Wie lang ist die Liste jener Kunstwerke, die ohne das Zutun von Merz-Hasen nie entstanden wären! Was wären denn ein Caravaggio, ein Picasso, eine Pipilotta Rist ohne Merz-Hasen? Wie könnten die Erklärväter im Museum ihren Kindern die Kunst erklären, wenn sie nicht die Gegenwart der Merz-Hasen spürten? Und die Scheichs, die russischen Oligarchen, die superreichen Broadway-Produzenten, die ungeheure Summen für die immer gleichen Kunstwerke ausgeben: Sie alle haben in Wirklichkeit nur ein Ziel, sie wollen einen Merz-Hasen fangen. Damian Hirst’s Arbeiten wären Flohmarkt-Ware, wenn die Superreichen in ihnen nicht einen gefangenen Merz-Hasen vermuteten!

Während der Diskurs schweigt, verkommt die Kunst in den Händen der Oligarchen zur Merz-Hasen-Falle!

Aber diese Leute haben sich getäuscht. Merz-Hasen kann man nicht kaufen. Im Gegenteil!

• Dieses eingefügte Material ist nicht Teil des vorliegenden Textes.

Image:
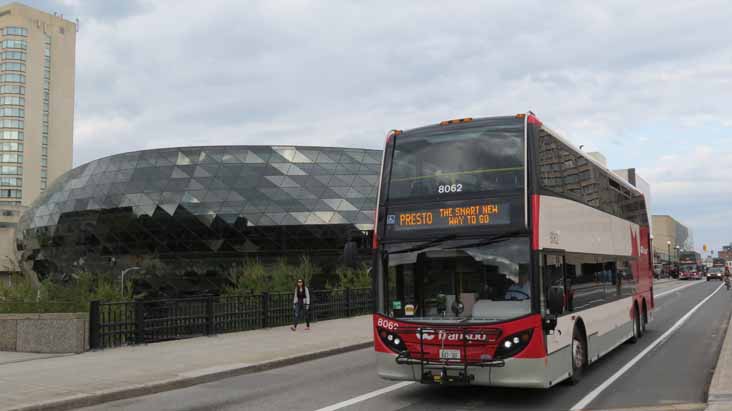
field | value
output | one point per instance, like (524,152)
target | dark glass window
(464,160)
(564,171)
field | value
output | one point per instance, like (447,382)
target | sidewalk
(107,375)
(720,390)
(7,357)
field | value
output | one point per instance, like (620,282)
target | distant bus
(504,256)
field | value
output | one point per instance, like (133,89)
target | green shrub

Merz-Hasen scheuen das Kapital, so wie ihre wilden Kollegen den Fuchs. Und werden, wie dieser, leider doch immer wieder zur Beute.

Merz-Hasen-Leichen pflastern den Weg des Kunstbetriebs im neuen Jahrtausend! Und keiner, keiner, der sich der Kreatur erbarmt.

Wirklich keiner? Wir von getidan wollen der Merz-Hasen-Forschung in der Kunst ein Forum bieten. Frei und unzensiert, unkommerziell und lauter wollen wir Sichtungen, Spekulationen, Wirkungsnachweise und vieles mehr der Öffentlichkeit zur Verfügung stellen. Wer etwas vom Merz-Hasen weiß, soll sprechen, schreiben, dichten, zeigen, komponieren, singen, filmen, malen.

Dem kapitalisierten Kunstmarkt zum Trotz: Der Merz-Hase lebt!